LOCASH offer a bro-country hoot of a pop-infused album

Chris Lucas (left) and Preston Brust of LoCash perform during a taping for Dolly Parton's Smoky Mountain Rise Telethon Tuesday, Dec. 13, 2016, in Nashville, Tenn. | AP Photo/Mark Humphrey, File

LOCASH, “Brothers” (Wheelhouse Records/BBR Music Group)

If there’s a such a thing as Bingo for country song references, go ahead and spin the latest LOCASH album and brace yourself. You’ll get a whole lot of trucks, beer, jeans, dogs, back roads, mom’s cooking, God and weekend parties. And that’s just the first few tunes.

The vocalist duo of Chris Lucas and Preston Brust may seem comfortable around lyrical cliches but thank goodness they know a good tune, too, because “Brothers” is a bro-country hoot, filled with catchy, poppy tunes that fizz like a just-opened Bud. In fact, two are ready-made for brewski commercials — “Cold Beer Kinda Night” and “Beers to Catch Up On.”

This cover image released by Wheelhouse Records shows “Brothers,” a release by Locash. | Wheelhouse Records via AP

What’s really refreshing is that it’s clear everyone’s invited. Right out of the gate is “One Big Country Song,” which opens its arms wide, something some country songs don’t. “A city boy, a country boy, yeah we all just tryna survive,” the lyrics go. “Everybody’s got holes in their blue jeans/If you bought ’em that way or not.” This is welcome-all party country, not afraid to add dashes of rock, dance, pop or some guitar solos.

The bulk of the 11-track “Brothers” is produced by Lindsay Rimes, who has worked with such artists as Kane Brown, Thomas Rhett and Dylan Scott. The songwriters include Rhett Akins, Dallas Davidson, Ashley Gorley, Jesse Frasure, Corey Crowder, Jordan Schmidt and Chris DeStefano.

Lucas and Brust contribute songwriting to three songs — the really nice title track, the throwaway “Feels Like a Party” and the first-class rocker “Secret Weapon.” A sunny, optimistic tone runs through the album, reaching a high with “Summer in a Truck,” an infectious ode to curly fries and wearing no shoes.

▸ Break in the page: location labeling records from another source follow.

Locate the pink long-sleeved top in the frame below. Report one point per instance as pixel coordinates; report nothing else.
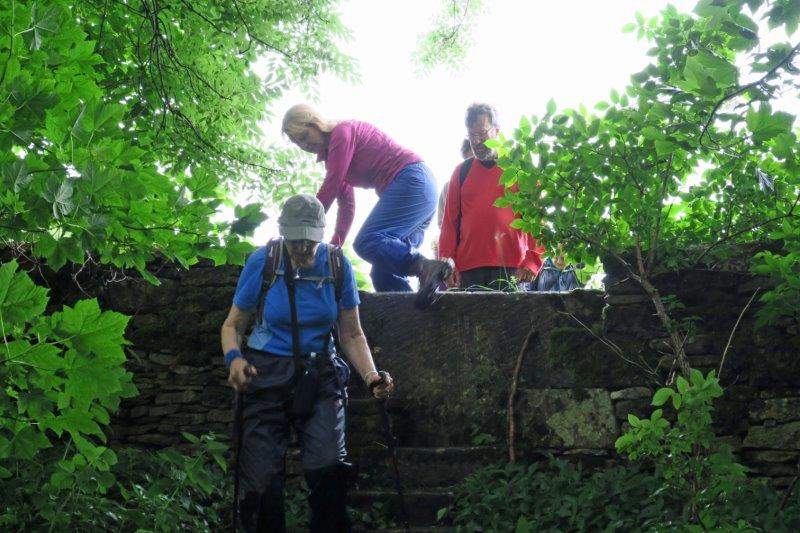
(358, 155)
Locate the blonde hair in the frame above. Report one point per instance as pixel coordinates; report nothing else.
(302, 115)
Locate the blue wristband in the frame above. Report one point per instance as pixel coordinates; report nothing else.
(231, 355)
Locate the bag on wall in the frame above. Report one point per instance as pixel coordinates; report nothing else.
(553, 279)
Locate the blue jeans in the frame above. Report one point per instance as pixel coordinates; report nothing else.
(394, 229)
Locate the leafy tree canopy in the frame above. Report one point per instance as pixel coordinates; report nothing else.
(123, 123)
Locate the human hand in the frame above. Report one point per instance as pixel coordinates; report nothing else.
(381, 384)
(240, 374)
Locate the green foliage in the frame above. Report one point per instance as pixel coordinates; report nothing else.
(123, 125)
(660, 169)
(665, 175)
(559, 496)
(783, 269)
(153, 491)
(681, 479)
(686, 454)
(361, 270)
(62, 377)
(448, 41)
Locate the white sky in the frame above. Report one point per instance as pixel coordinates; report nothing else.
(524, 53)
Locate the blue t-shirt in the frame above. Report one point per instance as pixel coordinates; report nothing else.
(317, 311)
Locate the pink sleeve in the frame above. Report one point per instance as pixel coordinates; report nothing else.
(448, 237)
(346, 203)
(340, 153)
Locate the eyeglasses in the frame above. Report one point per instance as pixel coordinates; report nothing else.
(480, 136)
(301, 245)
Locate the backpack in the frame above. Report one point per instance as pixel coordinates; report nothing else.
(272, 269)
(553, 279)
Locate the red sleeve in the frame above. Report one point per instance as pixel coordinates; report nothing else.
(447, 237)
(533, 256)
(340, 153)
(346, 203)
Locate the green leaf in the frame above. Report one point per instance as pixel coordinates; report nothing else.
(249, 218)
(664, 147)
(45, 22)
(20, 299)
(662, 395)
(89, 330)
(765, 125)
(677, 401)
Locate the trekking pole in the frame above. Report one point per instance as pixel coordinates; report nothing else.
(392, 445)
(248, 371)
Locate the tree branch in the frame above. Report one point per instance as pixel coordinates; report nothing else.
(744, 88)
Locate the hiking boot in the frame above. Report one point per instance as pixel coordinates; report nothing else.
(431, 274)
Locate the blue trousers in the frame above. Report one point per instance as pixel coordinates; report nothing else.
(394, 229)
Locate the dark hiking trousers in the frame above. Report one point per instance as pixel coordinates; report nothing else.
(266, 427)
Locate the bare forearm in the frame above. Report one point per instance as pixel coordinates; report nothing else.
(357, 351)
(231, 338)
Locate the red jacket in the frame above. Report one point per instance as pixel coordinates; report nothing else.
(487, 239)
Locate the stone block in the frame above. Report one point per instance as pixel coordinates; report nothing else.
(220, 415)
(641, 408)
(139, 411)
(567, 419)
(771, 456)
(175, 397)
(778, 409)
(162, 410)
(632, 393)
(163, 358)
(777, 437)
(153, 439)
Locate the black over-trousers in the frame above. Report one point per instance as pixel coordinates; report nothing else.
(265, 435)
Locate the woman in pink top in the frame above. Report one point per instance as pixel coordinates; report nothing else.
(357, 154)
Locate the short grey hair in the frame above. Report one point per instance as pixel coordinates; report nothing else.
(476, 110)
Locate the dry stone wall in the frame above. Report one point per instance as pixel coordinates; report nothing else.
(453, 364)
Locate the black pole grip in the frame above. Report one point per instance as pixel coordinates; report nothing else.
(382, 374)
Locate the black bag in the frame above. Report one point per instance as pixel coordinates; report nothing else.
(553, 279)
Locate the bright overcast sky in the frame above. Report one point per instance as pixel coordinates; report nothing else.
(524, 53)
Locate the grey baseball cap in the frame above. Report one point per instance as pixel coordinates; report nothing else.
(302, 217)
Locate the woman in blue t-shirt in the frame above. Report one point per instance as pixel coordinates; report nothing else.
(264, 375)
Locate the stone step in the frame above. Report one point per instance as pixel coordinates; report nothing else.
(421, 468)
(433, 529)
(421, 505)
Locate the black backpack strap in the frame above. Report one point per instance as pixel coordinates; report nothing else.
(463, 171)
(272, 262)
(290, 287)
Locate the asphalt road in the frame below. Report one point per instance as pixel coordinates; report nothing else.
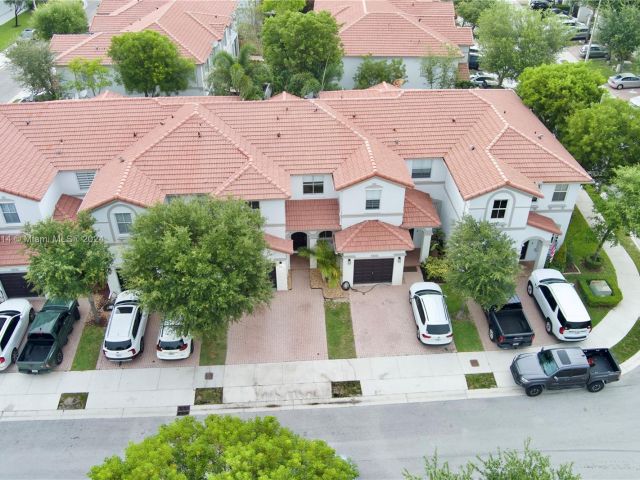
(598, 432)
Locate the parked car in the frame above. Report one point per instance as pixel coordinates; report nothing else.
(15, 317)
(559, 368)
(430, 314)
(509, 327)
(172, 346)
(624, 80)
(124, 339)
(564, 313)
(484, 80)
(48, 335)
(597, 51)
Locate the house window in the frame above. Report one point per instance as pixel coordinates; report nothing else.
(560, 193)
(373, 199)
(10, 213)
(499, 209)
(421, 169)
(85, 179)
(124, 223)
(312, 184)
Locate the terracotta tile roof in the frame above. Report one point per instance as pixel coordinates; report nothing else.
(372, 236)
(305, 215)
(279, 244)
(12, 252)
(193, 25)
(66, 208)
(543, 223)
(419, 210)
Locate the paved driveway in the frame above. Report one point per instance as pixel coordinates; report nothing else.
(292, 328)
(383, 324)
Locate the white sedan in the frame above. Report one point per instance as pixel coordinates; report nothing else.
(430, 313)
(15, 316)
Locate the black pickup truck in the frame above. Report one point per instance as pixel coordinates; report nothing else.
(509, 327)
(48, 334)
(558, 368)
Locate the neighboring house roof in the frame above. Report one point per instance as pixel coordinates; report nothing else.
(279, 244)
(147, 148)
(372, 236)
(543, 223)
(66, 208)
(419, 210)
(12, 252)
(305, 215)
(193, 25)
(390, 28)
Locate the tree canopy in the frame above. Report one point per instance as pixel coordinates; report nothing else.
(201, 261)
(372, 72)
(32, 66)
(226, 448)
(149, 63)
(60, 16)
(604, 136)
(66, 258)
(514, 38)
(555, 91)
(302, 44)
(482, 262)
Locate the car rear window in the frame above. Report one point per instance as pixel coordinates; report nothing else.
(117, 346)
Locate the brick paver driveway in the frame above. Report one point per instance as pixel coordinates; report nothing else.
(292, 328)
(383, 323)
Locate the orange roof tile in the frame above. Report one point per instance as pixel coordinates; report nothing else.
(543, 223)
(372, 236)
(66, 208)
(419, 210)
(305, 215)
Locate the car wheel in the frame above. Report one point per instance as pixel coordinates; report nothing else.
(533, 390)
(595, 387)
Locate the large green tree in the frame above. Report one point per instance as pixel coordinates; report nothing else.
(555, 91)
(618, 207)
(297, 44)
(32, 66)
(482, 262)
(60, 16)
(514, 38)
(149, 63)
(66, 258)
(372, 72)
(604, 136)
(619, 29)
(199, 260)
(226, 448)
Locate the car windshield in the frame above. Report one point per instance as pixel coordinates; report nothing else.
(117, 346)
(547, 362)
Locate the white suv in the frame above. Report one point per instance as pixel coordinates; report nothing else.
(125, 333)
(563, 311)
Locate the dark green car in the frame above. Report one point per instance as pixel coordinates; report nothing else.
(48, 334)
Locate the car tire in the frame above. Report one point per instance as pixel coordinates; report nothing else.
(533, 390)
(595, 387)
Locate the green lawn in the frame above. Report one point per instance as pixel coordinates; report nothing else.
(9, 33)
(89, 348)
(340, 341)
(213, 350)
(465, 333)
(629, 345)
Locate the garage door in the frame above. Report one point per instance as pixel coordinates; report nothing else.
(15, 285)
(379, 270)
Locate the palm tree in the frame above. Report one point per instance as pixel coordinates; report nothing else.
(328, 261)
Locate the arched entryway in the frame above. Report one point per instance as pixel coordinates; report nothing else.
(299, 240)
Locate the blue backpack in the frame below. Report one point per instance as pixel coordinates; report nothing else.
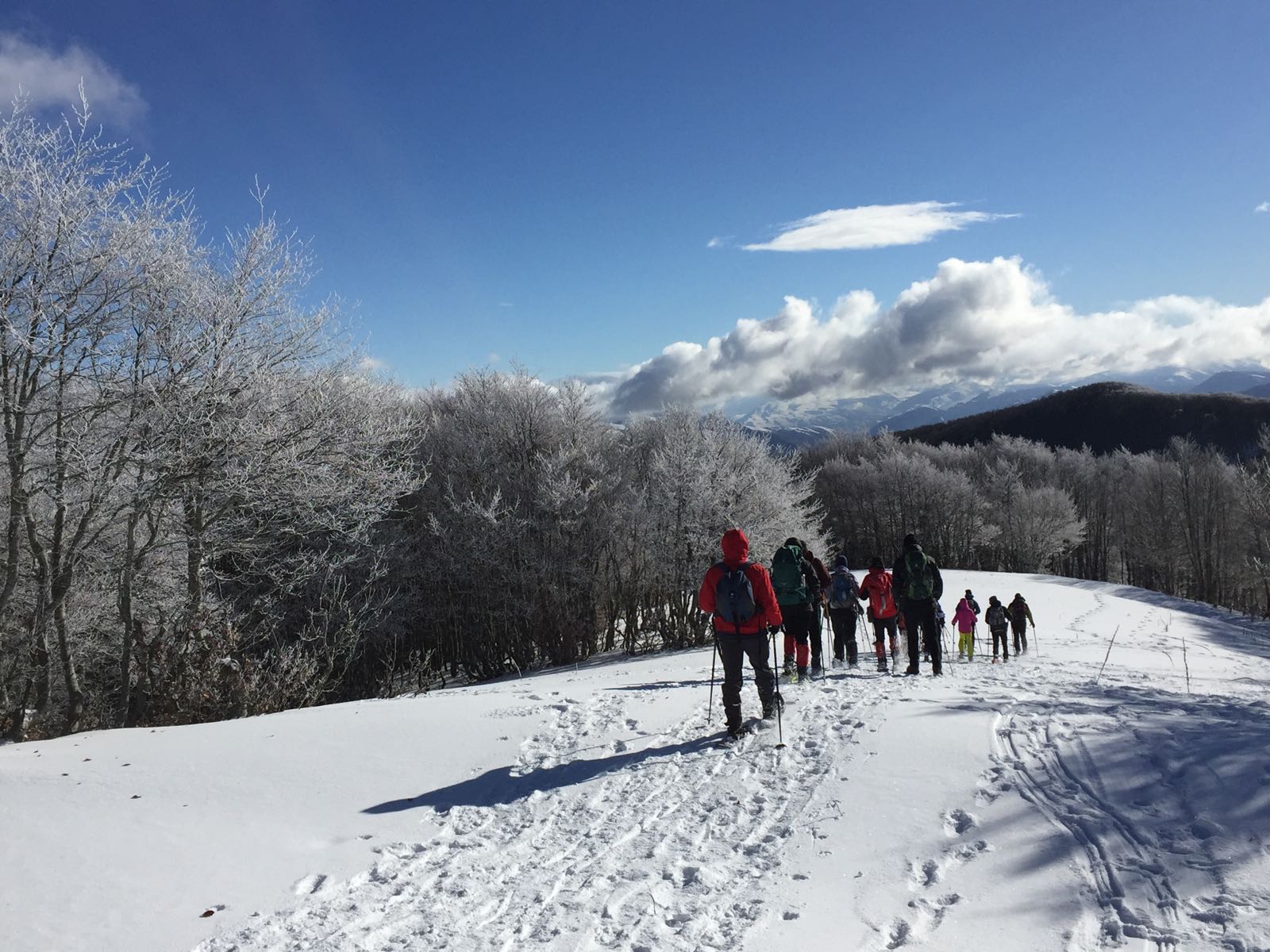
(734, 596)
(844, 590)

You can try and hate on it but that’s like hating on a Lab puppy.

The duo get religious in “God Thing” — but always grateful and in awe; they’re not the hellfire kind — and are heartfelt in the album’s outstanding power ballad “Kissing a Girl,” a superb bit of song-crafting that traces a romance from a “couple kids playing grown-ups” to being a daddy.

It’s a deeply moving tune but LOCASH don’t dwell on it. The album closes where it began — with friends, alcohol and an embrace of good will on “Beers to Catch up On.”